抹茶の日 (記念日 2月6日)
抹茶の歴史をたどると、その起源は中国にあります。しかし今日、世界中で「Matcha」として認知されているこの飲み物は、日本独自の茶文化の中で独立した発展を遂げました。緑茶の一種である抹茶は、遮光栽培した茶葉を蒸して乾燥させた「碾茶(てんちゃ)」を石臼で丁寧に挽いた粉末で、茶道における点前はもちろん、和菓子・洋菓子・料理の素材として幅広く用いられています。
2月6日は「抹茶の日」です。愛知県西尾市茶業振興協議会が1992年(平成4年)に制定しました。日付の由来は、茶道で湯を沸かすために用いる道具「風炉(ふろ)」の語呂合わせです。「ふ(2)ろ(6)」で2月6日。風炉は現在の作法では夏季の5月から10月にかけて使われますが、そもそも茶の湯の作法は風炉から始まったとされており、最高の形式でお点前を行う際には今も風炉が用いられます。この記念日は西尾茶創業120周年の記念と、さらなる販路拡大を目的として設けられたものです。
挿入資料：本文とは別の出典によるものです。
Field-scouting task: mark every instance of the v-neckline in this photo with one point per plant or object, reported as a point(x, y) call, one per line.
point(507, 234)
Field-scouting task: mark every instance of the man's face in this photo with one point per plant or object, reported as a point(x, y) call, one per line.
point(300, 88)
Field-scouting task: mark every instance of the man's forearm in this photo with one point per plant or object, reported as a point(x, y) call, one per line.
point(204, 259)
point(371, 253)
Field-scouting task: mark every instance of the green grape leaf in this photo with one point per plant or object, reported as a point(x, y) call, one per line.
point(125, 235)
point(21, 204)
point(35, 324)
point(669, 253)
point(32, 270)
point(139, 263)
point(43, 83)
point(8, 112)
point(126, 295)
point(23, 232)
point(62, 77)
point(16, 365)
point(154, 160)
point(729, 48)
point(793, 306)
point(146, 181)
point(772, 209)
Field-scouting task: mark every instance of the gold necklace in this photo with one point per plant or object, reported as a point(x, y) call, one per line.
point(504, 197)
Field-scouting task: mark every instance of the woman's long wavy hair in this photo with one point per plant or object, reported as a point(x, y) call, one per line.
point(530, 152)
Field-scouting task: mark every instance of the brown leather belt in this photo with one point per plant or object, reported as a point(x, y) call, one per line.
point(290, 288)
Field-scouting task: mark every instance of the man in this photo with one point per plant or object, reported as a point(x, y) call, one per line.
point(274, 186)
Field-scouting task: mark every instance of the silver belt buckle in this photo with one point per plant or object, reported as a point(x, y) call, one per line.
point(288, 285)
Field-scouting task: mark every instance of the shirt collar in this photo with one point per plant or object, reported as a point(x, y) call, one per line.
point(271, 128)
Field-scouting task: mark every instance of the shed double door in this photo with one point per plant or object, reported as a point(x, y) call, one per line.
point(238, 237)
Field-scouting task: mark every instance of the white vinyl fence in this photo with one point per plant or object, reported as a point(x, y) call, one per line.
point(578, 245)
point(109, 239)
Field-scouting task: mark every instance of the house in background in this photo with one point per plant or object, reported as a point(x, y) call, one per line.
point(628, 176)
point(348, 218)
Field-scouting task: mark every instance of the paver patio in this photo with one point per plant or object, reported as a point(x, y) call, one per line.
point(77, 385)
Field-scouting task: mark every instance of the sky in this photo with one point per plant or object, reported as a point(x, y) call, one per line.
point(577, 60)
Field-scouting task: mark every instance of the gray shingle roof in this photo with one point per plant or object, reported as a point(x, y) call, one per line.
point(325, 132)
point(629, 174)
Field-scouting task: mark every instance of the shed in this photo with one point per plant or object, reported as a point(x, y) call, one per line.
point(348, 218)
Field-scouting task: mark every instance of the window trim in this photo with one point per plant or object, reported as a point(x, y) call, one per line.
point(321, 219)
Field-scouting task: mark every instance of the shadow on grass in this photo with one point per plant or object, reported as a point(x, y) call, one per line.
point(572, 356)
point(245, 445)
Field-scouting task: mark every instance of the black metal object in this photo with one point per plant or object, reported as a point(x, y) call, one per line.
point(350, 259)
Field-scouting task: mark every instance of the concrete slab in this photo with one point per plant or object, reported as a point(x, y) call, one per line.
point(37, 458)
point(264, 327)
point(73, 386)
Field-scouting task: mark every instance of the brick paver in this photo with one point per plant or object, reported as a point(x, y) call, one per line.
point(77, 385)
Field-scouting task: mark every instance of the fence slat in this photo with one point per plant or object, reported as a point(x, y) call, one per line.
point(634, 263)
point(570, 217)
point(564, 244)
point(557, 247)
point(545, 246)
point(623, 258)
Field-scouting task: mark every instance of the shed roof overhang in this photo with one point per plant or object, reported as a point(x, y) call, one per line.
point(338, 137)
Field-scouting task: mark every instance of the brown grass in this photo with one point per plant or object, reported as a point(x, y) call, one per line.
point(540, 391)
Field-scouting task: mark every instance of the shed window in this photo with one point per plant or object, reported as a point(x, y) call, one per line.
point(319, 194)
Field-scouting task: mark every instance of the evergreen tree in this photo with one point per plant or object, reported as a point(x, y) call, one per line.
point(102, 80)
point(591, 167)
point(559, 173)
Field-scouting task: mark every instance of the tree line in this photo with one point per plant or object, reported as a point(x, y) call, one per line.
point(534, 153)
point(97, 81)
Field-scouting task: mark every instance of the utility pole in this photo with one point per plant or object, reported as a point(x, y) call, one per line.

飲料としての抹茶には、大きく二種類あります。黒みを帯びた濃緑色の「濃茶(こいちゃ)」と、鮮やかな青緑色の「薄茶(うすちゃ)」です。一般的に茶会で親しまれるのは薄茶ですが、濃茶は茶道の奥義とも位置づけられ、使用される抹茶の品質もより高いものが求められます。甘みが強く、渋みや苦みが少ない抹茶ほど高品質とされ、高価になります。
抹茶の品質管理において注目したいのが「合組(ごうぐみ)」という技術です。茶舗では、年ごとの茶葉の出来に左右されず安定した味わいを提供するため、複数の畑の茶葉を組み合わせて配合します。これはウイスキーや日本酒における「ブレンド」に相当する職人技であり、茶師の経験と感性が問われる仕事です。消費者が毎年同じ味の抹茶を楽しめる背景には、こうした目に見えない技術の積み重ねがあります。
西尾市は愛知県の西三河地域に位置し、日本有数の抹茶産地として知られています。温暖な気候と適度な降雨量が高品質な茶葉の栽培に適しており、全国の抹茶生産量の約2割を西尾市が担うともいわれています。抹茶スイーツや抹茶ラテが世界的なブームとなる以前から、この地では抹茶文化が脈々と受け継がれてきました。
なお、茶にまつわる記念日はほかにも複数あります。5月2日は「緑茶の日」、7月8日は「中国茶の日」、10月31日は「日本茶の日」です。それぞれの記念日を通じて、多様な茶文化に目を向けてみるのもよいかもしれません。